KontraS Nilai Kekerasan dan Impunitas Masih Menguat di Era Pemerintahan Prabowo

Wakil Koordinator Bidang Eksternal Komisi untuk Orang Hilang dan Korban Tindak Kekerasan (KontraS) Andrie Yunus dalam acara Bedah dan Diskusi Buku berjudul Kami Sudah Lelah dengan Kekerasan yang digelar di Gedung Tempo Media Group, Palmerah, Jakarta Barat, Jumat (10/10/2025). (Foto: NU Online/Mufidah)

Jakarta, NU Online

Wakil Koordinator Bidang Eksternal Komisi untuk Orang Hilang dan Korban Tindak Kekerasan (KontraS) Andrie Yunus menilai, kekerasan dan impunitas masih menguat di era pemerintahan Presiden Prabowo Subianto dan Wakil Presiden Gibran Rakabuming Raka.


Ia menegaskan, penegakan hukum dan penyelesaian pelanggaran hak asasi manusia (HAM) di Indonesia semakin gelap di bawah pemerintahan Prabowo-Gibran.


Hal tersebut disampaikan Andrie dalam acara Bedah dan Diskusi Buku berjudul Kami Sudah Lelah dengan Kekerasan yang digelar di Gedung Tempo Media Group, Palmerah, Jakarta Barat, Jumat (10/10/2025).


Menurut Andrie, sejak dilantik pada 20 Oktober 2024, pemerintahan Prabowo-Gibran belum menunjukkan komitmen nyata dalam menyelesaikan kasus-kasus pelanggaran berat HAM di masa lalu.

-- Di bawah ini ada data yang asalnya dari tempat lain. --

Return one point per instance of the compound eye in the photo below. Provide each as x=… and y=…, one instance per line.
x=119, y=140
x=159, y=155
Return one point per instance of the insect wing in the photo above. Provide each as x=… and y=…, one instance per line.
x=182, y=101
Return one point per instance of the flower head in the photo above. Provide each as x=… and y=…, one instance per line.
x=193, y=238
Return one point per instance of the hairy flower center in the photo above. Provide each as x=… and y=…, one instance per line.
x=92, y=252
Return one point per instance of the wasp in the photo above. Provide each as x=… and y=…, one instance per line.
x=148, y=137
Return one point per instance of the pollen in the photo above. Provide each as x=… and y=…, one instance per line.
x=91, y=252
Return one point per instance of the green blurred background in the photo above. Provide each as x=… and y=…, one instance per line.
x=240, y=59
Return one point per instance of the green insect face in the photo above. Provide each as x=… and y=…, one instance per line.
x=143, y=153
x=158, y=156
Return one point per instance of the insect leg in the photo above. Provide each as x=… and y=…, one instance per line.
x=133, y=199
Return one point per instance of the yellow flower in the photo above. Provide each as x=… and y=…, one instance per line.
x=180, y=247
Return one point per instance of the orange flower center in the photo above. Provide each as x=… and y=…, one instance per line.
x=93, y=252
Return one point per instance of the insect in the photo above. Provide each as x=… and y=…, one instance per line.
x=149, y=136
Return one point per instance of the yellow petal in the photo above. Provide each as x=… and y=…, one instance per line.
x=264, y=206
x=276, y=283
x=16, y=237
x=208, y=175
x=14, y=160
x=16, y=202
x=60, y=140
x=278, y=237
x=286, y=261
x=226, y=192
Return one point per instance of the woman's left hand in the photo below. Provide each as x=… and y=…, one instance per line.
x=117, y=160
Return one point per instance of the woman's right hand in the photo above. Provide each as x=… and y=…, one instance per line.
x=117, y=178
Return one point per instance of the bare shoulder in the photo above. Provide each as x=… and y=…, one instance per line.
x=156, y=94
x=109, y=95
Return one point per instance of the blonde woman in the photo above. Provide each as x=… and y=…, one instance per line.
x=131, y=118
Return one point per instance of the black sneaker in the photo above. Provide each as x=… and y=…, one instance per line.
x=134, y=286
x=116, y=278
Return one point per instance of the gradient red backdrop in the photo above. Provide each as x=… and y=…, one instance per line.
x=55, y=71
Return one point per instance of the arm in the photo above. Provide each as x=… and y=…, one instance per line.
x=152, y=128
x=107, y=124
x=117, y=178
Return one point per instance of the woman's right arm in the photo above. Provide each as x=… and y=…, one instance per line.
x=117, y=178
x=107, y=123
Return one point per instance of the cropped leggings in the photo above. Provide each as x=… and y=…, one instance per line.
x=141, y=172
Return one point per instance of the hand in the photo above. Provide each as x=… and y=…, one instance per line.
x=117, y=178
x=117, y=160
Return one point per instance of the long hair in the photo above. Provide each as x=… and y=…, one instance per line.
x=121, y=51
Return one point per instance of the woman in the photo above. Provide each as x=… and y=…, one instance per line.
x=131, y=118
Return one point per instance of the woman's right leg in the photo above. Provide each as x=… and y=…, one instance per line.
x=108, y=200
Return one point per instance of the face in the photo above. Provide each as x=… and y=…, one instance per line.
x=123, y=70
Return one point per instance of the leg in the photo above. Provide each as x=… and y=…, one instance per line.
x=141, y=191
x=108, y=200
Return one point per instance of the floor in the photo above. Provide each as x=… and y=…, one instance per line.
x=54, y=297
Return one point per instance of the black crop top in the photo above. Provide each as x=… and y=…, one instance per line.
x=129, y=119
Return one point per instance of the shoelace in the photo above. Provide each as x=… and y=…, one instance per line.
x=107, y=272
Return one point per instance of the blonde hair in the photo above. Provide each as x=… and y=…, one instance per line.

“Sejak awal, bahkan ketika ia pertama kali mencalonkan diri pada 2004, Prabowo adalah orang yang harus dipertanggungjawabkan ke pengadilan atas dugaan keterlibatannya dalam kasus penculikan dan penghilangan orang secara paksa tahun 1997-1998,” ujarnya.


Andrie menilai, tidak ada proses penyelesaian yang serius terhadap kasus-kasus pelanggaran berat HAM, baik yang telah ditetapkan Komnas HAM maupun kasus kekerasan lain yang terus berulang.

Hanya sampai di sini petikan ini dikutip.